We gain access to our worthiness when we let go of what others think and own our story.

Defining Love & Belonging
A constant until John was never having the sense of fitting in, of belonging that always seemed to me our natural state.  But I always had a sense of worthiness.  What I couldn't get from people, I whipped up out of my imagination.  And I understood the purpose of those fantasy friends admirers lovers - got an A for describing them, taking apart their purpose & putting it back together in a Psych 101 research paper.  I researched me, coolly & analytically.  Rex Jeff Napoleon Jarrod Percy Peter helped hold me in a safe place until a real friend came along.  
Let's never forget my Omega 2014 experience, transcending time to give the message "Stay whole" & I was loved.  

My family would not tolerate a conversation about the meaning of love.  I'd tell Mom "You treat love as a noun & I consider it a verb."  To her, it mattered to say it, she didn't see it as an action.

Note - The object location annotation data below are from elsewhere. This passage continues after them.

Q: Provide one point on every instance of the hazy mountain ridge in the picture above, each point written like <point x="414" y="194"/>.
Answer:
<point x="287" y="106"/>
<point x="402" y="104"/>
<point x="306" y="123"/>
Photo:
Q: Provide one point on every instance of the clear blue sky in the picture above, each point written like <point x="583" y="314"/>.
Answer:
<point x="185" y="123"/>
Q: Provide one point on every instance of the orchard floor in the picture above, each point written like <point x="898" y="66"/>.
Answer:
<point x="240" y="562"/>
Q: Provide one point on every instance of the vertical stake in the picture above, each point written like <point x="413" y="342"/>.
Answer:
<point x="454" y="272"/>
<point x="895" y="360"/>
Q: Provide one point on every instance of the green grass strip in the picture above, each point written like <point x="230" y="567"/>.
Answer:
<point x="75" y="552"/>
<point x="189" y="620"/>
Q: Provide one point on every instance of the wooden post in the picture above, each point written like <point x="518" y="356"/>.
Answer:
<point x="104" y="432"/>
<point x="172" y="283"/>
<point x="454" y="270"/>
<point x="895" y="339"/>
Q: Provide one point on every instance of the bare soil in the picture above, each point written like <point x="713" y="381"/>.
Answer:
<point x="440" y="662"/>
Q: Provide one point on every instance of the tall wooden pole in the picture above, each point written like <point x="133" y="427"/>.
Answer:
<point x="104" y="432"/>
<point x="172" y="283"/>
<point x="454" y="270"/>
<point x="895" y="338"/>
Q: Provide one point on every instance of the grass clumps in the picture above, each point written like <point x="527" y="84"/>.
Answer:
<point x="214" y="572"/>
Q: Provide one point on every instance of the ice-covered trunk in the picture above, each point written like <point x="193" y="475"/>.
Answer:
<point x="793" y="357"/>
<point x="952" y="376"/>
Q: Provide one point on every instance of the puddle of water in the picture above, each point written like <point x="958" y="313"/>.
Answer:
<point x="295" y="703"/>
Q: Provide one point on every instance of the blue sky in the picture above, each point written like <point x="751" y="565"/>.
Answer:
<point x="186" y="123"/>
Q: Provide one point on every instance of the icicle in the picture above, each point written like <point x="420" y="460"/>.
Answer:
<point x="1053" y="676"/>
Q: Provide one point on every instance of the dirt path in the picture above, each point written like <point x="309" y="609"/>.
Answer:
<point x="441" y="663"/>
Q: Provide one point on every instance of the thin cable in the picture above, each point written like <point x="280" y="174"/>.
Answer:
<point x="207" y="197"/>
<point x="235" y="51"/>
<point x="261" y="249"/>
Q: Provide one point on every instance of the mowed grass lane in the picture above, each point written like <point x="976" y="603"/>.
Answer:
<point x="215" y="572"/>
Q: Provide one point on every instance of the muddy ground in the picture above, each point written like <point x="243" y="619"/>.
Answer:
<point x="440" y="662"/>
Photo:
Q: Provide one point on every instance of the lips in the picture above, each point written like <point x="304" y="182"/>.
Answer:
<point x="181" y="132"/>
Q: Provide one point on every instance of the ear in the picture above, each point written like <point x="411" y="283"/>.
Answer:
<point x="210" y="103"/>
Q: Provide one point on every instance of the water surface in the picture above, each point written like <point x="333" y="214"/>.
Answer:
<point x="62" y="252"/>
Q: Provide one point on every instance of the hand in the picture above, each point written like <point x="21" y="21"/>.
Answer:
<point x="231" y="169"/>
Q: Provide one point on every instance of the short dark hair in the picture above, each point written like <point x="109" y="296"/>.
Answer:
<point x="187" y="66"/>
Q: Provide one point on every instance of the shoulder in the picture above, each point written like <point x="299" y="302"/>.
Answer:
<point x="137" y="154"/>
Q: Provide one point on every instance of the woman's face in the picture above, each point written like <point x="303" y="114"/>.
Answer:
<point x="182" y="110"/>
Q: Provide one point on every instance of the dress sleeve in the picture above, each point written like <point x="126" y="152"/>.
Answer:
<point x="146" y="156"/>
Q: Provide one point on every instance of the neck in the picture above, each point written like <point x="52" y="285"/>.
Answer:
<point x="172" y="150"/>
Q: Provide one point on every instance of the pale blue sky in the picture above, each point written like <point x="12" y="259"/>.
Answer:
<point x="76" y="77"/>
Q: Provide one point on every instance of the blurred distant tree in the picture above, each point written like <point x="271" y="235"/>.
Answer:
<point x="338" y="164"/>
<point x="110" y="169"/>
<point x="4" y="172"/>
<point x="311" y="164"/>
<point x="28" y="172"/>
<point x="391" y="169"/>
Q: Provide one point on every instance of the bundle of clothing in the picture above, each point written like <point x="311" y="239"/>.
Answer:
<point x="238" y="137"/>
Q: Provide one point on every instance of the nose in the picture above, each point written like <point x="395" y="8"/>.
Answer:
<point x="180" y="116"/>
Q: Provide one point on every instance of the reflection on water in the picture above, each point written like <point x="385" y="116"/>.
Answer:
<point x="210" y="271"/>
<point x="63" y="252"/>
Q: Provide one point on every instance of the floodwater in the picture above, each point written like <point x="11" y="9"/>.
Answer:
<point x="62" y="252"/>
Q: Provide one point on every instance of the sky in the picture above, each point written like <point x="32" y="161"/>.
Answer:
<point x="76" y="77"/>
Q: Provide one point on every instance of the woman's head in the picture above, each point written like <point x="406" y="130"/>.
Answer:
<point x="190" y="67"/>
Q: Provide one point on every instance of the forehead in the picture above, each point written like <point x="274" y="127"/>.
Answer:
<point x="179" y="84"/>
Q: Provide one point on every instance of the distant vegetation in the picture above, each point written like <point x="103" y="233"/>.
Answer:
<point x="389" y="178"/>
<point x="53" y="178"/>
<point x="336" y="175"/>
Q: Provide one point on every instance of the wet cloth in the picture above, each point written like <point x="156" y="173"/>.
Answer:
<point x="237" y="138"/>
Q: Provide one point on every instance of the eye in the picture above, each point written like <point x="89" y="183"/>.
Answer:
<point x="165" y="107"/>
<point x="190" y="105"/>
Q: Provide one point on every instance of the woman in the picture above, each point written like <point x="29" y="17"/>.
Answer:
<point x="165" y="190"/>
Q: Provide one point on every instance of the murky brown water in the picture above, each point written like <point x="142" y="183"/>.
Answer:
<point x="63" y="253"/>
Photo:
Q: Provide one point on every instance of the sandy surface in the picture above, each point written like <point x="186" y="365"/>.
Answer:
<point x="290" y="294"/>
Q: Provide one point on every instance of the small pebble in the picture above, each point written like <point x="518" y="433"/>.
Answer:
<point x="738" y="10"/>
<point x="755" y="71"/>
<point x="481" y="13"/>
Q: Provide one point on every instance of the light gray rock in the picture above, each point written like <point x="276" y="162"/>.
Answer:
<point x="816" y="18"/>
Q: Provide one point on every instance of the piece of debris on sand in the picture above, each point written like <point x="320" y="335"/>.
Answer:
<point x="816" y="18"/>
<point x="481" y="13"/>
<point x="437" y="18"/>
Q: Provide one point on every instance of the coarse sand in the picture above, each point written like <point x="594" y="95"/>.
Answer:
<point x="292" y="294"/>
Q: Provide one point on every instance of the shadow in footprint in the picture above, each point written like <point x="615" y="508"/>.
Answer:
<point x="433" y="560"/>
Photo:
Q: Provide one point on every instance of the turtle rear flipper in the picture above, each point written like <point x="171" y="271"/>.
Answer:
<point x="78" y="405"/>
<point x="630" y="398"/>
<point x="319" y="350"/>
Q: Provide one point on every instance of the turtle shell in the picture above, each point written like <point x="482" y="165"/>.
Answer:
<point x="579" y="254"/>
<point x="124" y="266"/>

Loving was one of the things seriously messed up by Mom's bedrock misunderstanding of HOW we are supposed to act.  Mom absolutely believed that one of her faith's core doctrines was that intentions were more important than actions.  Believed that heart & soul. A fundamental reality that I only discovered over her closing five weeks.  It explained why she would be distressed with ME when I'd flip out over her saying, as she often did, "Why are you upset?  I'm only doing what Mim wants;  I agree with you."  That seemed lunatic - until I understood she'd totally bungled the teaching that an action is only genuine WHEN it is conjoined with its intention.  It was bad enough seeing her do things that not only went against my best interests & hers, but EVERYONE's.  It's possible she died not understanding that there is a world of difference between a want & a need.  

Peter wanted to belong to the Harold Pitcairn family;  he wanted to fit into the Phila social whirl but shut himself out because he wasn't himself.  Mike, if he'd wanted, could have cracked it in an evening.  

A big reason I didn't feel any grief at being single was knowing that loving & belonging leaves me coping with their attendant uncertainty.   Neither can be measured & both are interwined.  

We are biologically wired to love & belong.

Love
To cultivate love, we have no option but to allow our most powerless AND powerful selves to be seen & known.

From that deep spiritual connection of vulnerability & power grows trust, respect, kindness & affection.

WE  CAN  ONLY  LOVE  OTHERS  AS  MUCH  AS  WE  LOVE  OURSELVES.

The withholding of affection - driven by shame, blame, disrespect, betrayal - damages the very roots from which love grows.  Such grievous damage can survive such grievous injuries, but ONLY if the damage is identified ACKNOWLEDGED healed.  Love can survive such terrible assaults, but it is rare.